Joseph S.B. Mitchell, professor in the Department of Applied Mathematics and Statistics and research professor of Computer Science, was among only 46 fellows selected by the Association for Computing Machinery (ACM) for 2011. ACM selected Mitchell and his colleagues for their contributions in providing fundamental knowledge to the computing field and generating multiple technological advances in industry, commerce, healthcare, entertainment and education.
“Professor Mitchell is one of the country’s leaders in computational geometry,” said Provost and Senior Vice President for Academic Affairs Dennis N. Assanis. “His work in studying the design, analysis and implementation of efficient algorithms to solve geometric problems exemplifies the type of world-class research occurring every day at Stony Brook University.”

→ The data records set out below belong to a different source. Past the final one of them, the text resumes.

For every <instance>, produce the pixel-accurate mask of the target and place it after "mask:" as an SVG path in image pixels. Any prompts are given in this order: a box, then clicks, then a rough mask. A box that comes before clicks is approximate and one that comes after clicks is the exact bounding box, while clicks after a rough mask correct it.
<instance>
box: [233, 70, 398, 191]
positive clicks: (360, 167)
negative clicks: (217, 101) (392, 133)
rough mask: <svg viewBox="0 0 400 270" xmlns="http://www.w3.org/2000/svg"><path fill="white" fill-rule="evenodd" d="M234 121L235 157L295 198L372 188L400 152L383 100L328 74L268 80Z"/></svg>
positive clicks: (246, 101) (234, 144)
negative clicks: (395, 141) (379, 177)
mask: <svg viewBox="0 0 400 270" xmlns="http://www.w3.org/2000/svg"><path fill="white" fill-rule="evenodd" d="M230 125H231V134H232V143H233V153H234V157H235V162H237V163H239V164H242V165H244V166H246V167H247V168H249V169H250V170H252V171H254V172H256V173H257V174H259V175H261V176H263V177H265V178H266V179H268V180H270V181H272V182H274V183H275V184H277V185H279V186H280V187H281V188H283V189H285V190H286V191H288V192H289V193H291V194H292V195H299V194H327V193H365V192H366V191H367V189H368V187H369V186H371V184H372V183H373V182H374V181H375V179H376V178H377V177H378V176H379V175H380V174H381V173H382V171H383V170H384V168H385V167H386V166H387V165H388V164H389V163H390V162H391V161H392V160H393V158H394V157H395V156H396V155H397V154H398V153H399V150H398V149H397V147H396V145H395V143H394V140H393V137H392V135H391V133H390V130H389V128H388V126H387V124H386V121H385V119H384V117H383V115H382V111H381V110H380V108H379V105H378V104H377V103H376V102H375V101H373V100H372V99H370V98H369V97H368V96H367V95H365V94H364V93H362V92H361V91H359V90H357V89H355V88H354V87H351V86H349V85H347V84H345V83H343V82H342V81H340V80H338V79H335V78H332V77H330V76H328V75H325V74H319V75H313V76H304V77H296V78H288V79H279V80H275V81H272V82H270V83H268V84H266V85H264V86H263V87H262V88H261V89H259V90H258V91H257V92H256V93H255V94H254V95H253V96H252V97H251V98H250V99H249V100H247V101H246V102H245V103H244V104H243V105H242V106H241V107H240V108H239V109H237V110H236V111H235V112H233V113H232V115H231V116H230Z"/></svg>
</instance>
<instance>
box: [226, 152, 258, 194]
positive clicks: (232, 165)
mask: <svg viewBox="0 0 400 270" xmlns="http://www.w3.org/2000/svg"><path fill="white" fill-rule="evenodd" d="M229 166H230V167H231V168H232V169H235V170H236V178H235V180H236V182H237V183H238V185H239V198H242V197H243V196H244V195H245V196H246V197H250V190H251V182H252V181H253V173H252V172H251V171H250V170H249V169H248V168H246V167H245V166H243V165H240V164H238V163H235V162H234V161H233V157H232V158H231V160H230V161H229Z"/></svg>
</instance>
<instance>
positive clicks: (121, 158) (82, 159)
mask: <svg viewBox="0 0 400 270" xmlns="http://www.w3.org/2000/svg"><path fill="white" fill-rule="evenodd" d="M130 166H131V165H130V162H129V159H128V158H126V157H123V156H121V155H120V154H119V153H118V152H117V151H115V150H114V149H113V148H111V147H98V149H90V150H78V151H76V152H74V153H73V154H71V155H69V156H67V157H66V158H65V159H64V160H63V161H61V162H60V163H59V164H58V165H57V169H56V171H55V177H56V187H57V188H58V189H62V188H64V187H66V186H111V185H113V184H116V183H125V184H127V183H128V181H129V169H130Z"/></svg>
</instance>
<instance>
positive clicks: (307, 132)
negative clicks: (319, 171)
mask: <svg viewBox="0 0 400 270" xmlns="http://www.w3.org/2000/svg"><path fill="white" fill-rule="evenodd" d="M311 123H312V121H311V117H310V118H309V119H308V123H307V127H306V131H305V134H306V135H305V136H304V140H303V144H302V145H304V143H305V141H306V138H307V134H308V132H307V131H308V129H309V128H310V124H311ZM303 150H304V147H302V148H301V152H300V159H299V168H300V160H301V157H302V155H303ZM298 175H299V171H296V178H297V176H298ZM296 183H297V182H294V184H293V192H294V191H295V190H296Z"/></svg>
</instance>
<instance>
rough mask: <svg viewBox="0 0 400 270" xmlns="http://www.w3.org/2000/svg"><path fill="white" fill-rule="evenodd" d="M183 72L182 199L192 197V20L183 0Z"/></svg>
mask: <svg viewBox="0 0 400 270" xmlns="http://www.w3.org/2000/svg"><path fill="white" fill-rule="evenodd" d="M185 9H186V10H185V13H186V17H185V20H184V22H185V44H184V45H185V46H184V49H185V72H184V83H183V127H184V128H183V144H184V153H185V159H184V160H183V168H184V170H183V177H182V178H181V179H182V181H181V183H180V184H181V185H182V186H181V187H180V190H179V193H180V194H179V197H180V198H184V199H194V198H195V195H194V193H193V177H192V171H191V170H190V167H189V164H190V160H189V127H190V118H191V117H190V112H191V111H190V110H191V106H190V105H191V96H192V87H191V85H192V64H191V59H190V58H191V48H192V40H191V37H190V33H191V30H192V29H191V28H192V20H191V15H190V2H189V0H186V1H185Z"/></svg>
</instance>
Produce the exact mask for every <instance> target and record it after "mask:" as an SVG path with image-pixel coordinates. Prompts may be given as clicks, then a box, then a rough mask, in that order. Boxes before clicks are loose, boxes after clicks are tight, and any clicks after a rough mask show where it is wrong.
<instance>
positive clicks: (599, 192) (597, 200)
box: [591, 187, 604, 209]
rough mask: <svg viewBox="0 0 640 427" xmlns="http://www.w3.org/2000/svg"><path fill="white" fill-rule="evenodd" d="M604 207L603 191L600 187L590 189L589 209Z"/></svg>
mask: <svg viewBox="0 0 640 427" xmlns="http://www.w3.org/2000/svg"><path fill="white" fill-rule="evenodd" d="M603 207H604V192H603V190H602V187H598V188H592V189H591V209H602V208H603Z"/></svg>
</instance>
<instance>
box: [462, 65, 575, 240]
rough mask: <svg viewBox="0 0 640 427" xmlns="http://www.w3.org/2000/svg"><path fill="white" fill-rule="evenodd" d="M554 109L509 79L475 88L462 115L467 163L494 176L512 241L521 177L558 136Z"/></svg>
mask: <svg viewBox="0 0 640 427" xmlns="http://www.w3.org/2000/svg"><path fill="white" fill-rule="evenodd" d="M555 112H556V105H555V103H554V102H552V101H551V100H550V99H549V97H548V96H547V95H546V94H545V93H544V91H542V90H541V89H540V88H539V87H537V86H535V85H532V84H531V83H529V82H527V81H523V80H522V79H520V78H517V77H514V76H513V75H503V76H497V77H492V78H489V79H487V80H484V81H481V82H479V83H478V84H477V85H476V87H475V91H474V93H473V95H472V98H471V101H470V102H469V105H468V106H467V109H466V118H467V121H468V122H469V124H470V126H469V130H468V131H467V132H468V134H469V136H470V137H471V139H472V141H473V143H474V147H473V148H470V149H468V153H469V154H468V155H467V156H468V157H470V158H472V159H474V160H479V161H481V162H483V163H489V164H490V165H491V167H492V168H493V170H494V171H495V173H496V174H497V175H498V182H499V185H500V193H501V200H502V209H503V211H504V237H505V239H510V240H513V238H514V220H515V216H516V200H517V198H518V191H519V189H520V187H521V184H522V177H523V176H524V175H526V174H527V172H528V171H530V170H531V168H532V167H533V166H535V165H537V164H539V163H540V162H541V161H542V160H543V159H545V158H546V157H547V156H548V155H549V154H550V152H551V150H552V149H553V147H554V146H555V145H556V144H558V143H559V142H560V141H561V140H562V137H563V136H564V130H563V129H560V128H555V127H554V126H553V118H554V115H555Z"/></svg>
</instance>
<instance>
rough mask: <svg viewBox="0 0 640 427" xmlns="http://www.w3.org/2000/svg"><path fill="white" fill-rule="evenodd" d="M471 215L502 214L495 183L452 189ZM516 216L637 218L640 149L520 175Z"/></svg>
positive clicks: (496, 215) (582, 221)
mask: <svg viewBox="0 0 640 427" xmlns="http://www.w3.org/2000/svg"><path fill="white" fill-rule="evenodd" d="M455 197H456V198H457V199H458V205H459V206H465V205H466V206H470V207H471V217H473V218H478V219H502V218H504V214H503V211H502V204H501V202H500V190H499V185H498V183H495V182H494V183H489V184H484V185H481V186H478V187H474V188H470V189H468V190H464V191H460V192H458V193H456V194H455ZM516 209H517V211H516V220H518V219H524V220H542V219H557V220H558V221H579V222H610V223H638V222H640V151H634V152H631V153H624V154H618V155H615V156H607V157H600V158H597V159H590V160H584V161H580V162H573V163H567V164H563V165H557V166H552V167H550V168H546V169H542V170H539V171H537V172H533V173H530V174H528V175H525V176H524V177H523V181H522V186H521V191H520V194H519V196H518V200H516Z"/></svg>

ACM cited Mitchell for his “contributions to geometric computing and approximation algorithms.” His particular interest is in applications to problems in computer graphics, visualization, robotics, manufacturing, geographic information systems and computer vision. A major application he is working on is to assist air traffic controllers reroute airplanes around inclement weather.
“These women and men, who are some of the leading thinkers and practitioners in computer science and engineering, are changing how the world lives and works,” said ACM President Alain Chesnais. “They have mastered the tools of computing and computer science to address the many significant challenges that confront populations across the globe. These international luminaries are responsible for solutions that are transforming our society for the better.” ACM will formally recognize Professor Mitchell and other 2011 ACM Fellows at its annual awards banquet scheduled for June 16, 2012, in San Francisco, California.
Mitchell is a former Fulbright Scholar, a past recipient of the National Science Foundation Presidential Young Investigator Award and recipient of the President’s Award for Excellence in Scholarship and Creative Activities. In 2010 he shared the Gödel Prize, awarded to those with outstanding papers in theoretical computer science.